Friday, August 10, 2012 at 8:07AM “Beauty is in the eye of the beholder” certainly applies to the elusive and subjective line between art and craft. Utilitarian objects, simply because they are, in fact, useful, are often overlooked as objects of fine art, despite their groundbreaking design. Even when the scale or medium is changed, many have a difficult task seeing beyond the original context of the object. In my latest series of sculptures, I have created larger-than-life versions of common objects to show the intrinsic and beautiful aesthetic qualities of each, challenging the viewer to see the balance, proportion, rhythm, texture and emotional impact of the original design.
In the process of creating Deus Ex Machina, I have been reliving a childhood fascination with play, invention and imagination. Children often imagine themselves in the scale of the structures that they have built—they shrink to fit the structure, or the structure magically becomes life-sized. In intense, imaginative play, children’s feelings of power and control border on the divine. Deus ex Machina challenges that sense of power and control by making the structure larger-than-life, so the viewer is small in comparison. But in its design and construction, this sculpture also celebrates the artistic qualities of these iconic building parts, especially when joined together to make a room-sized structure.
Peter Leue
Ghosts in the Machine
I visited Bethlehem, Pennsylvania last year and viewed the hulking remains of the Bessemer furnaces at the site of the abandoned Bethlehem Steel plant.
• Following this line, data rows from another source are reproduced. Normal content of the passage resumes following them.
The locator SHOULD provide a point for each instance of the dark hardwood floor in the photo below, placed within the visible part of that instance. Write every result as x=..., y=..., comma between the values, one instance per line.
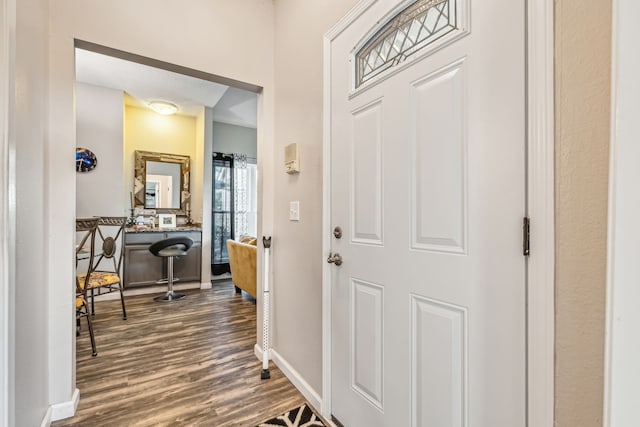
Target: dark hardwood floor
x=186, y=363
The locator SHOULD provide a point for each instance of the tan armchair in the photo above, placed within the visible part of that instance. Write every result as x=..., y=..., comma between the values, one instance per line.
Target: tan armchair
x=242, y=260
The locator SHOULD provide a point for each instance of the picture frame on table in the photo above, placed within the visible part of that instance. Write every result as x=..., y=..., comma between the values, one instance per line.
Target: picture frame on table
x=166, y=220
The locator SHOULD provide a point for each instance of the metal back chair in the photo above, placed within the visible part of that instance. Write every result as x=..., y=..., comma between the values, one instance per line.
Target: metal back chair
x=85, y=251
x=106, y=274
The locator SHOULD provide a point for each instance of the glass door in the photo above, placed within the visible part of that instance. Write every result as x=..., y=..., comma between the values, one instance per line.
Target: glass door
x=222, y=214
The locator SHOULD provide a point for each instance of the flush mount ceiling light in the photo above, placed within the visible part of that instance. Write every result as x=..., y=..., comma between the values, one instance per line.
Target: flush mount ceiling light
x=163, y=107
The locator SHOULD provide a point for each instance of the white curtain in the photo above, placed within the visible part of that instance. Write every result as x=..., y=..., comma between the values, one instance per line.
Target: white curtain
x=244, y=196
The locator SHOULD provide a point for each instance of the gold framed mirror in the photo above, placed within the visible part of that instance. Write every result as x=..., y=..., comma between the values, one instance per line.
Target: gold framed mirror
x=161, y=182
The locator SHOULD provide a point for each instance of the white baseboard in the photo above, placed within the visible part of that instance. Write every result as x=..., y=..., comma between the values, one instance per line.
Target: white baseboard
x=46, y=421
x=296, y=379
x=60, y=411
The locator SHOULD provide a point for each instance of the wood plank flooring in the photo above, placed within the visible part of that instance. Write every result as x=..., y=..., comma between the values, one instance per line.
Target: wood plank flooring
x=186, y=363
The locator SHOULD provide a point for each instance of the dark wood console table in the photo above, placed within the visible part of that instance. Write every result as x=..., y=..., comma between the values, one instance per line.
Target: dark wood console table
x=141, y=268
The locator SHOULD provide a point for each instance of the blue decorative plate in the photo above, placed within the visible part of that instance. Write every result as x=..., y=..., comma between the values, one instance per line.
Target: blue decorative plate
x=85, y=160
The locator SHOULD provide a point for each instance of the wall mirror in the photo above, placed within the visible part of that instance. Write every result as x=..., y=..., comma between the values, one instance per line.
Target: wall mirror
x=161, y=182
I began to think about the gulf that exists between current technology and the human sweat and labor of our industrial past. The skill, risk and commitment of a riveter's life, or that of a steelworker, or anyone who helped build huge industrial structures by hand is far from the average young person's life today. The Erector Set introduced the concepts of simple machines and basic mechanical principles to children beginning in the early 20th Century, and reflected their inventor’s awe of that early building technology. Now, as time and rust consume the old iron girders, those wondrous monstrosities are often demolished, replaced with modern materials, if at all.
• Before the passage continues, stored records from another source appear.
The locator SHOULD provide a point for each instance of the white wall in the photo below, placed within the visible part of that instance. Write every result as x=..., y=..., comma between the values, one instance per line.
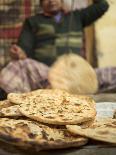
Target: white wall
x=105, y=30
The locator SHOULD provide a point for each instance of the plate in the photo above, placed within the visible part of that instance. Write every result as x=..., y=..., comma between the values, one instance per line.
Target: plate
x=105, y=109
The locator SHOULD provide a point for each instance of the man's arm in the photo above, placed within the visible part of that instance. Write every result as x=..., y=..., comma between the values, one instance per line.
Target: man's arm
x=93, y=12
x=26, y=39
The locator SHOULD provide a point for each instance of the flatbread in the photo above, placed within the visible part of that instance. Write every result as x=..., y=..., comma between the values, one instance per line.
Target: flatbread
x=60, y=109
x=101, y=130
x=10, y=111
x=38, y=136
x=19, y=98
x=5, y=104
x=73, y=74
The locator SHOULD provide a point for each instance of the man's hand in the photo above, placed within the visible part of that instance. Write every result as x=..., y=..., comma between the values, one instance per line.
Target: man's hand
x=17, y=53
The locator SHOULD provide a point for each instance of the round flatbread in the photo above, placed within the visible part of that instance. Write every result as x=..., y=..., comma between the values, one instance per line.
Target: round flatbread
x=5, y=104
x=101, y=130
x=39, y=136
x=19, y=98
x=60, y=109
x=73, y=74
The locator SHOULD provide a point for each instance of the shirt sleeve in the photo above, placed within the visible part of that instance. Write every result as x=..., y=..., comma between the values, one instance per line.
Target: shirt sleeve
x=26, y=38
x=93, y=12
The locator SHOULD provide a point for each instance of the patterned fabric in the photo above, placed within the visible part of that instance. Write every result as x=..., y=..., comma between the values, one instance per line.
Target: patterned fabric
x=12, y=15
x=43, y=39
x=106, y=79
x=24, y=76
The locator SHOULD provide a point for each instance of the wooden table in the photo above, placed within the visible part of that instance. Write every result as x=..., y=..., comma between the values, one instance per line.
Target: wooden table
x=92, y=148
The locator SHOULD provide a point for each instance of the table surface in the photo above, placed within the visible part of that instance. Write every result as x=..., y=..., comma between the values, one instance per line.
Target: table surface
x=92, y=148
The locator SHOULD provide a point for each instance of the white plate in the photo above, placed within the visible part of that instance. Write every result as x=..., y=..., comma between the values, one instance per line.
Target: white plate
x=105, y=109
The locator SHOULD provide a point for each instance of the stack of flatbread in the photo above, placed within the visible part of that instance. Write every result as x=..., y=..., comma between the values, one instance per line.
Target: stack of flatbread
x=49, y=119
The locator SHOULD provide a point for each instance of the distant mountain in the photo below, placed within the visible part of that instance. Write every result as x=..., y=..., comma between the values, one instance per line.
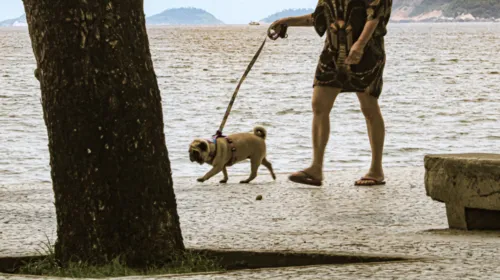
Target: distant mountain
x=445, y=10
x=287, y=13
x=20, y=21
x=184, y=16
x=180, y=16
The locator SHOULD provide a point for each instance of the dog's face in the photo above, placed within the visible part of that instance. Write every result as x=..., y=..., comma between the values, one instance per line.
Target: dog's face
x=199, y=151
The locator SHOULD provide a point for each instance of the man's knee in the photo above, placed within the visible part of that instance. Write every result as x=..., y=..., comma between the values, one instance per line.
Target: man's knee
x=323, y=99
x=320, y=107
x=371, y=112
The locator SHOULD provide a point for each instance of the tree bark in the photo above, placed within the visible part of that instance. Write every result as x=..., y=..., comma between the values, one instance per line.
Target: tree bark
x=102, y=107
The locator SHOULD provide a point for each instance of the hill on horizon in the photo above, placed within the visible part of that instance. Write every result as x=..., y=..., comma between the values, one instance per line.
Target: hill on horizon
x=184, y=16
x=176, y=16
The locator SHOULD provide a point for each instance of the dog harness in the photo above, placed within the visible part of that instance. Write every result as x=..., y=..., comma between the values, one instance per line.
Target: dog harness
x=231, y=146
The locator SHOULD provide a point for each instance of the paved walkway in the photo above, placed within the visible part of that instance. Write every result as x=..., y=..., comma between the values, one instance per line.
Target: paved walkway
x=396, y=219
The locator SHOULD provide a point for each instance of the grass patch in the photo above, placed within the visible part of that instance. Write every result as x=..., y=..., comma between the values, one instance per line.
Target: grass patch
x=47, y=265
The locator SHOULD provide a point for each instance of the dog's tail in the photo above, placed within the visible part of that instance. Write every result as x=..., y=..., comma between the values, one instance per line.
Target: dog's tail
x=260, y=131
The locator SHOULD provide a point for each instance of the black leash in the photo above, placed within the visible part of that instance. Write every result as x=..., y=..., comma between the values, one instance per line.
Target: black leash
x=271, y=34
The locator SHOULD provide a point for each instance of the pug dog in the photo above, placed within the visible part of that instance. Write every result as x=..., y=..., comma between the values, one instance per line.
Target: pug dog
x=226, y=151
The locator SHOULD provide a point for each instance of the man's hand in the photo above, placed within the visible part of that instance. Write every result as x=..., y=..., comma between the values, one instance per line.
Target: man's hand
x=277, y=25
x=355, y=54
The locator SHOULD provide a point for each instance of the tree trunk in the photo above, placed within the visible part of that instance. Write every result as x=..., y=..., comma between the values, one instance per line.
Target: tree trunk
x=102, y=107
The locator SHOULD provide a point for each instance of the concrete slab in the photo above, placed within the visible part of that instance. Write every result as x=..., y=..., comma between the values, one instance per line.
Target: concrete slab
x=469, y=185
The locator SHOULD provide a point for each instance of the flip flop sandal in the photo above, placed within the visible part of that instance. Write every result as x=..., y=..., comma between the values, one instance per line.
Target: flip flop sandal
x=305, y=179
x=368, y=182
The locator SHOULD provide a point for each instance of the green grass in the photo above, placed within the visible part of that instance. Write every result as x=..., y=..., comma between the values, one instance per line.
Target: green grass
x=188, y=262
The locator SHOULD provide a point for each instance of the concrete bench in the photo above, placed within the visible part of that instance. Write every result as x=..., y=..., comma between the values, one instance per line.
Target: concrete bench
x=469, y=185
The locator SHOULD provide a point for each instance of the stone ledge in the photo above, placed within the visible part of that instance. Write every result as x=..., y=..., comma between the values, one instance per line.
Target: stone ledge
x=469, y=185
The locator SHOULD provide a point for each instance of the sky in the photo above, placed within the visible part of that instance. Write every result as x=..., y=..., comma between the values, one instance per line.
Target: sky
x=229, y=11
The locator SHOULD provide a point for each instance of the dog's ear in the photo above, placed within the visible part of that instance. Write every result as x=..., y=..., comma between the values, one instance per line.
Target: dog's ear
x=203, y=146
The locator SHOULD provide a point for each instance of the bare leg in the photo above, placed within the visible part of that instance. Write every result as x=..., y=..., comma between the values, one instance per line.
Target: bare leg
x=322, y=104
x=224, y=180
x=255, y=163
x=269, y=167
x=376, y=134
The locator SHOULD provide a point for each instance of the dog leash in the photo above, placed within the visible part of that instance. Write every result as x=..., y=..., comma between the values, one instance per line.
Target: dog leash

I get a vision of sun bleached bones when seeing the unfinished white wood girders and screws of Deus Ex Machina. It is as if the remains of ancient dinosaurs of industry were dug up and re-assembled in a museum. Perhaps it was a temple for the gods or was it just another antique machine whose real purpose is lost to time? Clearly, the girders are the skeletal structure of whatever was buried. I am working with the same construction elements that are above and below the streets of New York. I could build a bridge or tower or other structure but anything I build will always contain the power of those elements of old industry.